Con el número dos nace la pena

9 octubre 2011 § 1 comentario


Del Amor navegante

Leopoldo Marechal

Porque no está el amado en el amante

ni el amante reposa en el amado,

tiende Amor su velamen castigado

y afronta el ceño de la mar tonante.

Llora el amor en su navío errante

y a la tormenta libra su cuidado,

porque son dos: amante desterrado

y amado con perfil de navegante.

Si fuesen uno, amor, no existiría

ni llanto ni bajel ni lejanía,

sino la beatitud de la azucena.

¡Oh amor sin remo, en la unidad gozosa!

¡Oh círculo apretado de la rosa!

Con el número dos nace la pena.


En Del Amor Navegante, Marechal -católico tomista y militante histórico del peronismo-, habla del amor en su constelación de sentidos: la fuerza divina (“Dios es Amor”, dice Agustín); la potencia humana que lleva al individuo a trascender su soledad; y la energía universal que mueve, como escribe Dante en La Comedia, “al Sol y las otras estrellas”. El amor divino, el humano y el natural se caracterizan por la atracción de dos soledades, que no pueden ya vivir sin la otra parte, pero que a la vez saben que el otro es irremediablemente Otro: inalcanzable. “Con el número dos nace la pena”. Leopoldo Marechal no conoció la obra de Silvina Lacarra pero en este poema habla de su muestra actual con una precisión mágica.

En Solos y Dúos, Lacarra relaciona materiales de manera tan amorosa, tan compleja que la perfección formal de sus obras no puede enmascarar la profunda tensión poética que las habita. En los Solos hay un protagonista único, pero ese solitario funciona en contraposición con el contexto en el que aparece. Por ejemplo, en Solo I, la corteza del eucalipto no tendría sentido (o no tendría el mismo sentido) sin el diálogo amoroso con ese fondo contrapuntístico, conformado por el laminado plástico de la década del 70 (que muestra no sólo una textura de otra época sino un color vintage) y la fórmica, que -de una manera virtuosa- rima y proyecta, como sombra blanca, la potencia tridimensional del tronco ausente. Es una obra ejemplar del proyecto Lacarra: los materiales dialogan entre sí como en una sinfonía afiatada y, a la vez, la obra en su conjunto dialoga con la historia del arte argetino, en especial con los concretos y no figurativos de los años 40.

Desde hace un tiempo, Lacarra viene intentando lo imposible. A medida que lo va logrando, corre la meta y se lanza a un nuevo desafío.
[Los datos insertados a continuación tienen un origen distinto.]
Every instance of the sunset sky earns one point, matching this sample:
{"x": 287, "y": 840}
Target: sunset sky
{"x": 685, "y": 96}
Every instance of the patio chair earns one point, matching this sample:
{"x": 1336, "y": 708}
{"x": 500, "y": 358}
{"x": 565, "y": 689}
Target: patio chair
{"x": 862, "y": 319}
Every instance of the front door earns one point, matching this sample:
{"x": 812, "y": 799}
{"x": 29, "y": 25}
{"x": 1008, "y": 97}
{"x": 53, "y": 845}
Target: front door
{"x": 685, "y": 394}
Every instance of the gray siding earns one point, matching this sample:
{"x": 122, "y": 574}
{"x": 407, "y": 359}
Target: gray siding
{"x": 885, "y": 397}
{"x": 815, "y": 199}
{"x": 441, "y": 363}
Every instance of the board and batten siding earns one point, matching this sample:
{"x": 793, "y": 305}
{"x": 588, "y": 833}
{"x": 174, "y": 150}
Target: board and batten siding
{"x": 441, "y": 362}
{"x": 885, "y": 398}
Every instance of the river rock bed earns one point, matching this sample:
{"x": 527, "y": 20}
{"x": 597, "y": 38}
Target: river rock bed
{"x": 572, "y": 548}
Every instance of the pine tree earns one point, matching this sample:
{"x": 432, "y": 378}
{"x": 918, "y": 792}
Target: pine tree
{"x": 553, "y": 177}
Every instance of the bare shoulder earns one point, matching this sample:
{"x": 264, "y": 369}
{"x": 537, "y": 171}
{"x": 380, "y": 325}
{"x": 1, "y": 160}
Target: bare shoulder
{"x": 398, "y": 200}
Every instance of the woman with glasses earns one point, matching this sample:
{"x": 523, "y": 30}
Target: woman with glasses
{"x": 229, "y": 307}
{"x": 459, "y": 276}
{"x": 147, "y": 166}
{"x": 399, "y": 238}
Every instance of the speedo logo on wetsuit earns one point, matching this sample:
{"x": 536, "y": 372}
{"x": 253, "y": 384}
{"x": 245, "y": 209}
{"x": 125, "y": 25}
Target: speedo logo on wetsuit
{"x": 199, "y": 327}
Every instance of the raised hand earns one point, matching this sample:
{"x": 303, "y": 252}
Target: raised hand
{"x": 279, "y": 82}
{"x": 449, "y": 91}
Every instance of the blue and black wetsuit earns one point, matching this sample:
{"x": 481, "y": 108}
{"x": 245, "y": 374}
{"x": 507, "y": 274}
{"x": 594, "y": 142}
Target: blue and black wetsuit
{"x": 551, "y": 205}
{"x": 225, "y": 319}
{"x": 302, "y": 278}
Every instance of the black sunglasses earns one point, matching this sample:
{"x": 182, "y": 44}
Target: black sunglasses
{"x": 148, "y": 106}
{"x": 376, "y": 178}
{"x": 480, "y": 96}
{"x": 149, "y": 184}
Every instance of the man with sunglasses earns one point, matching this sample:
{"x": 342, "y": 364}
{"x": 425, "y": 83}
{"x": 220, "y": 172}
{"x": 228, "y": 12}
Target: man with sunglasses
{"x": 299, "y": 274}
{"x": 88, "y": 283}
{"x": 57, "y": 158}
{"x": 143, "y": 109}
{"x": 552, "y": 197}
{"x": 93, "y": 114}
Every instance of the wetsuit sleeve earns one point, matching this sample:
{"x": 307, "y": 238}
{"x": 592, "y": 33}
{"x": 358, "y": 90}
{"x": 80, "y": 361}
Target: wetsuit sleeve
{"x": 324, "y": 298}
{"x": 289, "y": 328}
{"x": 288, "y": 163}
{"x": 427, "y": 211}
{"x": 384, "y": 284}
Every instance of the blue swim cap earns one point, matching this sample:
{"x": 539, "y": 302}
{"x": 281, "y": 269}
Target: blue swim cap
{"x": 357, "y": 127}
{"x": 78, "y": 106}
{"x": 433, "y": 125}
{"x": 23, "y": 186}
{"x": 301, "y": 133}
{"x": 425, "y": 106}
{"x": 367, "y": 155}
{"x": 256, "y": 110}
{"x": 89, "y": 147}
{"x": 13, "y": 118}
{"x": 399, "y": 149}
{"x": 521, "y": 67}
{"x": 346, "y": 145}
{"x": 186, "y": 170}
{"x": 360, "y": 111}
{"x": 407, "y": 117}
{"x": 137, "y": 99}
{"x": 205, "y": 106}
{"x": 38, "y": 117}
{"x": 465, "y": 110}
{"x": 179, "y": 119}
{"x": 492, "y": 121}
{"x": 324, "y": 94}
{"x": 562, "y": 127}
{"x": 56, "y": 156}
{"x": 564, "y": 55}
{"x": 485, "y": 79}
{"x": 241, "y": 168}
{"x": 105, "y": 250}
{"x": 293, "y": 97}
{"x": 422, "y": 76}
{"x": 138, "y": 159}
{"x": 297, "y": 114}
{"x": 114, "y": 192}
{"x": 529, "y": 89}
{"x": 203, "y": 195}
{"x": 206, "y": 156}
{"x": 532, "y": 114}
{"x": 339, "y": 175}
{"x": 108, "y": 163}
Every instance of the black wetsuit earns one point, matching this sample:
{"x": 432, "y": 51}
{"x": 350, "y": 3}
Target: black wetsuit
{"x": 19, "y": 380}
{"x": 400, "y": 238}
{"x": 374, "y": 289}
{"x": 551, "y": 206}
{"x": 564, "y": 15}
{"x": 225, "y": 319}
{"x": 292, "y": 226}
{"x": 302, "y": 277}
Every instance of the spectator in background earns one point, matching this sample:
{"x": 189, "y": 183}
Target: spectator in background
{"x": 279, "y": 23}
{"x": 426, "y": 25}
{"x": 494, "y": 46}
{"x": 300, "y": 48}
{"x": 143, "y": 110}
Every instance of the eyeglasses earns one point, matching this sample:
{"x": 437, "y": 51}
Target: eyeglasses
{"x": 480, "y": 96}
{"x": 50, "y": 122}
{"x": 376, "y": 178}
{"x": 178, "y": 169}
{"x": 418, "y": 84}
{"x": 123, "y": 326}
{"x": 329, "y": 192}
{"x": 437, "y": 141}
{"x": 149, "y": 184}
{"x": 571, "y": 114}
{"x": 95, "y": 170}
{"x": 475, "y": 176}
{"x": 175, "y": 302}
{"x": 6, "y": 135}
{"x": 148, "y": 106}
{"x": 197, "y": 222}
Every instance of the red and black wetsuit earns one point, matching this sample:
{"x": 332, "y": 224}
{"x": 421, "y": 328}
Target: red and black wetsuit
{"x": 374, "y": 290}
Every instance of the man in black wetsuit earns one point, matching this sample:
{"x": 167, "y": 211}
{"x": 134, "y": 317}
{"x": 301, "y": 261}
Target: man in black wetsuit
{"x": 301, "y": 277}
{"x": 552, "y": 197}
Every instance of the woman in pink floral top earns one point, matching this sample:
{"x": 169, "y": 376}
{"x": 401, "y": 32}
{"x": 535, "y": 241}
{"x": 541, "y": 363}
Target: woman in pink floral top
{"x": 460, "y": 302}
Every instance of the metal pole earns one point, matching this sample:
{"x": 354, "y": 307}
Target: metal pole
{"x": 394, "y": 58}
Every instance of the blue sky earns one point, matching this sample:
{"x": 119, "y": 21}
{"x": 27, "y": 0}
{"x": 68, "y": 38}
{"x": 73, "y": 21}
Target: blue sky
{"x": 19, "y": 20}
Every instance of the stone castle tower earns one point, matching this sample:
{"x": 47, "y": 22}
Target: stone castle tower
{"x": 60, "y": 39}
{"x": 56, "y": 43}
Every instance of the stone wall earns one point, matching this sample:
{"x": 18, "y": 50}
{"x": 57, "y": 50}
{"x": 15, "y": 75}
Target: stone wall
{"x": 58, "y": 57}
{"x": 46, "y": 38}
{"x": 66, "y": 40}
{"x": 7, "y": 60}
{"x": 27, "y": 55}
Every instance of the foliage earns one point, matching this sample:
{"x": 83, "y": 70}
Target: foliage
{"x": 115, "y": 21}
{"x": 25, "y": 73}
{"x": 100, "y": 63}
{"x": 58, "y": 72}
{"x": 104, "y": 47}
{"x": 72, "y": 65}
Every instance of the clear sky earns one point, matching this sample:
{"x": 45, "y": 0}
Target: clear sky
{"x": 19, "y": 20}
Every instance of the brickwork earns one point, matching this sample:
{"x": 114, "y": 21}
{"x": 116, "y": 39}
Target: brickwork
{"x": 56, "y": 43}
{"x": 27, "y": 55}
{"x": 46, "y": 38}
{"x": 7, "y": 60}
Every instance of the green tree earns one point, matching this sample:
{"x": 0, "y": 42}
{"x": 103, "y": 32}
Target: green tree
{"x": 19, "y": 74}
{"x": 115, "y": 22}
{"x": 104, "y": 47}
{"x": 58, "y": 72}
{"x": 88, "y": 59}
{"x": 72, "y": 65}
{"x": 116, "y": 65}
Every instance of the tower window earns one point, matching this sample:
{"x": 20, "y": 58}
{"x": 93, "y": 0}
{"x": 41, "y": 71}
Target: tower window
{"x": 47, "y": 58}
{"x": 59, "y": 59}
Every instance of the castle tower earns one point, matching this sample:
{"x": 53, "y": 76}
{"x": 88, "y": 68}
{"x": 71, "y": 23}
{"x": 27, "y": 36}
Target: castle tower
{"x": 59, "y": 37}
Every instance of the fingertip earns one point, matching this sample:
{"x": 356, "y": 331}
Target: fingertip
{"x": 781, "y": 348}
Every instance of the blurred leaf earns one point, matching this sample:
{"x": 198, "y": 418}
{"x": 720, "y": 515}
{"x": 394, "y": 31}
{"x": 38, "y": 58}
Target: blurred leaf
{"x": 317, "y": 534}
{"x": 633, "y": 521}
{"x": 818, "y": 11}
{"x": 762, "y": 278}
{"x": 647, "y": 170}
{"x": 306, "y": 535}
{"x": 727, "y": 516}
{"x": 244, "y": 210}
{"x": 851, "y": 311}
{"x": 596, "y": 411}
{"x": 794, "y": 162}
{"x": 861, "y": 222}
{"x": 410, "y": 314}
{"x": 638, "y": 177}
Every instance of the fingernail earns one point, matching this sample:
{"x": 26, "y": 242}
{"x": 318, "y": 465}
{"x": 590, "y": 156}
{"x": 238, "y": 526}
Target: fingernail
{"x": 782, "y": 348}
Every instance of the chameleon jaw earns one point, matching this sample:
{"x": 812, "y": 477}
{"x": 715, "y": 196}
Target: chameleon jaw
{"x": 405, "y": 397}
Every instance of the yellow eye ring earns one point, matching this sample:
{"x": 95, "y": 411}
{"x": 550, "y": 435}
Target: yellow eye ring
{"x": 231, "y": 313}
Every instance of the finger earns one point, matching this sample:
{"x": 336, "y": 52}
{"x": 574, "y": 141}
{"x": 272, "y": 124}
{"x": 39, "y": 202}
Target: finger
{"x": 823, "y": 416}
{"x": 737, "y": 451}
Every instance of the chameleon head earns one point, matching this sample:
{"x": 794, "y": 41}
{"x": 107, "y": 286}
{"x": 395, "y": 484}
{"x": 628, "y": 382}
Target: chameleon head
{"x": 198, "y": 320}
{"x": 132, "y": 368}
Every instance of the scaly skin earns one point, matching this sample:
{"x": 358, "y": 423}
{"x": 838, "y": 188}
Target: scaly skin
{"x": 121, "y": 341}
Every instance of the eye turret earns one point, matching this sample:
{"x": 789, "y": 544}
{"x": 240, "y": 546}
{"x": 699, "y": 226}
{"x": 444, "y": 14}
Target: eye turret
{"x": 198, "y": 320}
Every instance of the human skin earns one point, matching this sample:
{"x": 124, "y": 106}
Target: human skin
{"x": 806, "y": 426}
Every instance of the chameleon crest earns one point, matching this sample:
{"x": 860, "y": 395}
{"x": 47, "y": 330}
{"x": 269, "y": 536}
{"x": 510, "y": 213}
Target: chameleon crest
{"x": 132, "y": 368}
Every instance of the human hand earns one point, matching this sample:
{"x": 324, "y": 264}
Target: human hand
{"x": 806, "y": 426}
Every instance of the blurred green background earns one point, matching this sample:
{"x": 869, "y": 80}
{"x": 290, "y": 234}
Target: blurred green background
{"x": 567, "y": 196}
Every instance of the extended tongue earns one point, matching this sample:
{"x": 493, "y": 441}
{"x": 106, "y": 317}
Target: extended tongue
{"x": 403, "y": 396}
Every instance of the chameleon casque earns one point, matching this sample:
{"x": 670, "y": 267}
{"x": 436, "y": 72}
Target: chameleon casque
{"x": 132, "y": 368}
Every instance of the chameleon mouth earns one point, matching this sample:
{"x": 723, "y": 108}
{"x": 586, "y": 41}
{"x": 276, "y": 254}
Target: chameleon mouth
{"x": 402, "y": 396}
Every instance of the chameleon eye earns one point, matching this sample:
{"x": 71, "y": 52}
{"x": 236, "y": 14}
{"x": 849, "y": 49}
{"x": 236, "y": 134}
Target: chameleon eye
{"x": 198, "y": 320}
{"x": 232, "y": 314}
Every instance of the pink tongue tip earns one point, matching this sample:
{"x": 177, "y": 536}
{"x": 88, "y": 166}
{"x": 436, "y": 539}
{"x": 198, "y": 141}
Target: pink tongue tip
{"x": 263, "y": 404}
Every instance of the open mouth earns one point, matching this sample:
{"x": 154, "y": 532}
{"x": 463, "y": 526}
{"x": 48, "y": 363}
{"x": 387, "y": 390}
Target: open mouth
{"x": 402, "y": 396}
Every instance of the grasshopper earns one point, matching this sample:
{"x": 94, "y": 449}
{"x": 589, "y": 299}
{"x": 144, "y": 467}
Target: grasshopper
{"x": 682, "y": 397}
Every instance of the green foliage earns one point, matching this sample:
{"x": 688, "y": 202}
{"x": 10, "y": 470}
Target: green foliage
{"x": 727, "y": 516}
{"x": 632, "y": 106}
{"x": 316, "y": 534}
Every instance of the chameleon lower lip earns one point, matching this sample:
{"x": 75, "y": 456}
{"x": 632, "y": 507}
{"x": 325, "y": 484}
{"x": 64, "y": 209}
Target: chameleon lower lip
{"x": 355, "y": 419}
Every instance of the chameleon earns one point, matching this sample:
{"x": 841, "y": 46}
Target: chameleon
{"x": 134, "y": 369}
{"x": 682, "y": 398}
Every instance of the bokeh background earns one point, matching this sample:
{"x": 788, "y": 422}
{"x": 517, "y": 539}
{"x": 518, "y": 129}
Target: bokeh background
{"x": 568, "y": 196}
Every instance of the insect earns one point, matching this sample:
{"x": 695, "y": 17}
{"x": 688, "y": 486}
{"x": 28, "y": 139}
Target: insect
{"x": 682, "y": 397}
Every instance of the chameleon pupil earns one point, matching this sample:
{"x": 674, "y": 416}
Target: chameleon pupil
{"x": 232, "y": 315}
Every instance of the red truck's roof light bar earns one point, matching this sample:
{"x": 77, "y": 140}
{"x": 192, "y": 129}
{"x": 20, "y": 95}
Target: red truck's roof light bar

Cuando uno observa una de sus obras se sorprende: no sabe si realmente la materia tiene esa posibilidad o si Lacarra se la inventó. Las fórmicas y laminados han adquirido torsiones que parecen salidas de una alucinación. En Solos y Dúos, Lacarra corre el arco: agrega nuevos materiales, nuevas técnicas, nuevas posibilidades. Pero no se trata de una apuesta al mero formalismo, sino de construir poemas tridimensionales.

Forma y sentido son indiscernibles en la obra de Lacarra. La forma es provocativa, porque no acaba de quedarse quieta. Tanto los Dúos como los Solos organizan universos en tensión. Tanto los Solos como los Dúos apuestan a una constelación de metáforas: nada es simple (ni siquiera en los Solos, menos en los Dúos) en la obra de Lacarra.

En Sólo II, ese cielo estrellado que nace de la conjunción de la fórmica, la alpaca y el aluminio, no hay menos búsqueda del otro que en Dúo II, obra en la que el “pasto” -que surge de un plano que remite tanto a Mondrian como a las obras del Gumier Maier de los 90- se pone en comunicación con las chalas del maíz seco. ¿Podrían brillar el aluminio y la alpaca sin esa fórmica oscura? ¿podemos ver las estrellas de día cuando el Sol enceguece el firmamento? ¿De qué campo surgen las plantas eternas que Lacarra incrusta como joyas salvajes en sus laminados? Solo y Dúos que se necesitan, se atraen, se repelen: no se soportan. Como en el amor.

“Con el número dos nace la pena”, dice Marechal. “Sin el número dos, el uno se disuelve en nada”, agrega Lacarra.